Gerçekten bu tepkiler 4 Aralık’daki miting alanına yansıdı. Umut Meydanı adı verilen, eski Tevfik Sırrı Gür Stadyumu yanındaki alana halk akın akın geldi. Daha saat 12: 00’da, yani miting saatinden bir saat önce alan tamamen doldu. Sonra gelenler Müftü köprüsünün üstünü doldurdu ve Silifke Caddesinin doğu ve batı yönüne taştı. 

CHP, bir gün önce şehit gelen kentteki hassasiyete çok duyarlı bir biçimde mitingi yönetti.  İlçelerden konvoy şeklindeki gelişler, her türlü sesli yayın tezahürat iptal edildi.  Genel Başkan Kılıçdaroğlu kente girdiği gibi doğruca şehit ailesini ziyaret edip, taziyede bulundu.  Miting alanında miting öncesi hiç bir müzik ve yayın yapılmadı.

Miting tam zamanında başladı.
Ancak bugüne kadar alışılmadık biçimde mitingde önce halktan insanlar konuştu. Bir çiftçi, bir emekli, bir atanamamış öğretmen, bir de iki üniversiteden mezun, işsiz dört kadın ve bir esnaf erkek olmak üzere beş kişi temsil ettikleri kesimin feryadını dile getirdi önce.
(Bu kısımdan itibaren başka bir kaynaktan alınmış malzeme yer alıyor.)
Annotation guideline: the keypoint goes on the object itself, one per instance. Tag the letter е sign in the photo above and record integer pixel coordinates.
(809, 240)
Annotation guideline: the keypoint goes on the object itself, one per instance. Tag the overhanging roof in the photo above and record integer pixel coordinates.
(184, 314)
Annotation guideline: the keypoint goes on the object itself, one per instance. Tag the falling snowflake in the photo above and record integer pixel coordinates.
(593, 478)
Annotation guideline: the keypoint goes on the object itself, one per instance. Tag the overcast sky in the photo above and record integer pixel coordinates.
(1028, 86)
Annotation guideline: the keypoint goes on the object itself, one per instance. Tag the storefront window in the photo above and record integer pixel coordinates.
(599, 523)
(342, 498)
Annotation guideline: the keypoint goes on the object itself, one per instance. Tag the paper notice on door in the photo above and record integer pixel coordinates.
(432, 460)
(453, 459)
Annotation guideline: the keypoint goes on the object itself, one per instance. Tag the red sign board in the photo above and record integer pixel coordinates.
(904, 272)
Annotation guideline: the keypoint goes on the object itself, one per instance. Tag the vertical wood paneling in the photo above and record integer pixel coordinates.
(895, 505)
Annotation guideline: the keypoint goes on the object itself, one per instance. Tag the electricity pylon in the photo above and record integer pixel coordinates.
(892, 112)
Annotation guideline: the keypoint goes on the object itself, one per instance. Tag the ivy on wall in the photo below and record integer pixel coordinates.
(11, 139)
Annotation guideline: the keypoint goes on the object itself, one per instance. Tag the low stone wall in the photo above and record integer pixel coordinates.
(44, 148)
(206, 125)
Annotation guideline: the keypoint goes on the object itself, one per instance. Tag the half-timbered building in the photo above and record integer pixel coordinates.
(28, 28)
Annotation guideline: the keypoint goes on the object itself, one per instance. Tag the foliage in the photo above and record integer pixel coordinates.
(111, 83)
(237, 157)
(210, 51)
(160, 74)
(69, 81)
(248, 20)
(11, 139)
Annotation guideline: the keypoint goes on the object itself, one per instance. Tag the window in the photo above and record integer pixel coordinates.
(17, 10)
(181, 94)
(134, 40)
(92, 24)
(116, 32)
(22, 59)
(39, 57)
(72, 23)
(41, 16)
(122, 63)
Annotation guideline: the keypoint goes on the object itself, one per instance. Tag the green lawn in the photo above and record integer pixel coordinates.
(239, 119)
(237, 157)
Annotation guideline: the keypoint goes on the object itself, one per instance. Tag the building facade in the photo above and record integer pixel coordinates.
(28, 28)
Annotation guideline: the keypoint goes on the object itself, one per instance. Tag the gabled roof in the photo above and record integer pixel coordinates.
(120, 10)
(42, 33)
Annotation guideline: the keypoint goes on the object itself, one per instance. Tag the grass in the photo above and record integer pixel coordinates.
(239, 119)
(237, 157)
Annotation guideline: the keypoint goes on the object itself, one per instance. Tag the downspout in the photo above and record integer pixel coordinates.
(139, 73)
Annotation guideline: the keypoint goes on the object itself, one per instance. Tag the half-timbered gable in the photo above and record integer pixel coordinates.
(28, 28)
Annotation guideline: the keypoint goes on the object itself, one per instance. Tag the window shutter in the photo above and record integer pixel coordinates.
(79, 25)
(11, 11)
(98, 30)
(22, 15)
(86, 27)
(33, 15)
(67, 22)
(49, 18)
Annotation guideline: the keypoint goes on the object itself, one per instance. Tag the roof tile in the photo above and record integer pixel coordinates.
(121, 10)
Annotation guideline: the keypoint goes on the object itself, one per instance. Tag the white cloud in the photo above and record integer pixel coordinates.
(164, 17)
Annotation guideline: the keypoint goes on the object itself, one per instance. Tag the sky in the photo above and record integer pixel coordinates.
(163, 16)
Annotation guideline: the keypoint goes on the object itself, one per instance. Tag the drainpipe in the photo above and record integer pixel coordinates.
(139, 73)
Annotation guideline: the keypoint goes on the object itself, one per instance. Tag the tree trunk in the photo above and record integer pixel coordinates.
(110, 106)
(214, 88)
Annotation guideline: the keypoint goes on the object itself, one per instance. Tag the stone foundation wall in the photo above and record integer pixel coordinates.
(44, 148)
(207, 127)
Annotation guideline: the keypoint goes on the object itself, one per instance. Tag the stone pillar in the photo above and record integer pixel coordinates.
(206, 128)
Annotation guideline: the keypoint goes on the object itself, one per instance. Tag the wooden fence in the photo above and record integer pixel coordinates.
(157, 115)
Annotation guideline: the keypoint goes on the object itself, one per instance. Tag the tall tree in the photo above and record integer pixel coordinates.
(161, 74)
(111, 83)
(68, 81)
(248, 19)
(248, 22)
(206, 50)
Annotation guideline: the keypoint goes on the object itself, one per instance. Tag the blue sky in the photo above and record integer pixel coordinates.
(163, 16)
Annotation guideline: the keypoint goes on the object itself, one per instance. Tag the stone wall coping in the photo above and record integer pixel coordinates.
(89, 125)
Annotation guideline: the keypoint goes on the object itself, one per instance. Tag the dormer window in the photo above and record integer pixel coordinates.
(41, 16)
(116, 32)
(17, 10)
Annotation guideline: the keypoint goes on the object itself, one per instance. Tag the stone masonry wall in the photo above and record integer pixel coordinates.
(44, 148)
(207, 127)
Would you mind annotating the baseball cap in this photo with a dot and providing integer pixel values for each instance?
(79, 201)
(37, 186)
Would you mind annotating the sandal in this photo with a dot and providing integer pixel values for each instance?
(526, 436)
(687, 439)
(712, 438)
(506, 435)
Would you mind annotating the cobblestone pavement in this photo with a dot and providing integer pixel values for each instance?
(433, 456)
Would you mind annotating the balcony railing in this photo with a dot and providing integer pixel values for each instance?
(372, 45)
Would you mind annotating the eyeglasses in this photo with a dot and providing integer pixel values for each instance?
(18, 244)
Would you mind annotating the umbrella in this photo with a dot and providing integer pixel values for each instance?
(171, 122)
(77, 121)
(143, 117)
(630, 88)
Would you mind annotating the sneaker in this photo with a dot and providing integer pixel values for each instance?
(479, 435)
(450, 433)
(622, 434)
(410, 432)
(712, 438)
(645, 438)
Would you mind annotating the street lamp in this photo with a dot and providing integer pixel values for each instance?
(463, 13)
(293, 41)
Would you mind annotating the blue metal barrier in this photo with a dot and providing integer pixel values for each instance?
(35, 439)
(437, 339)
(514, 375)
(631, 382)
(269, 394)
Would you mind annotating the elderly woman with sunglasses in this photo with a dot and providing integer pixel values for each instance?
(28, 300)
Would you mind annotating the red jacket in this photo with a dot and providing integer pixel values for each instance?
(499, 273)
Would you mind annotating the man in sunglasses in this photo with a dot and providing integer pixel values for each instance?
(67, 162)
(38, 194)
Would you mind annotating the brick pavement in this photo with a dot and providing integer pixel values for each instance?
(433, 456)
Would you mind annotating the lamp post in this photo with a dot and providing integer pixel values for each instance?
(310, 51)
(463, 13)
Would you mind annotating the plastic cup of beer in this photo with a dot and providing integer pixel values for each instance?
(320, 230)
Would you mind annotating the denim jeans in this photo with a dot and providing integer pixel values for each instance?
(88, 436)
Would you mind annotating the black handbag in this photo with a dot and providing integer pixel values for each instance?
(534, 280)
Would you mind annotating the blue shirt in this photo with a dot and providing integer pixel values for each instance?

Bu alışılmamış konsept ” Milletin sesi” adına çok uygun düştü mitingin.

Sonrasında Kılıçdaroğlu coşkulu bir biçimde selamladı kalabalığı ve Türkiye’yi.
Umutsuzluğa gerek yok, bu ülkede AKP iktidarının yarattığı sorunları biz çözeceğiz dedi.
Tayyip istifa sloganların cevaben “onu biz edeple, seçimle göndereceğiz” dedi. 
Konuşmasıyla umut ve güven bıraktı meydana.

Dinleyiciler arasında civar kentlerden gelenlerin yanı sıra, Adana, Hatay, İzmir Büyükşehir  Belediye Başkanları, CHP Grup Başkan Vekilleri, Türkiye’nin bir çok ilinden gelen milletvekilleri, MYK Üyelerinin hemen hepsi, İstanbul İl Başkanı Canan Kaftancıoğlu, Kadın Kolları Genel Başkanı Aylin Nazlıaka, Gençlik Kolu Genel Başkanı, birçok il ve ilçe Belediye Başkanı, diğer siyasi partilerin örgüt Başkanları ve STK Başkanları vardı. 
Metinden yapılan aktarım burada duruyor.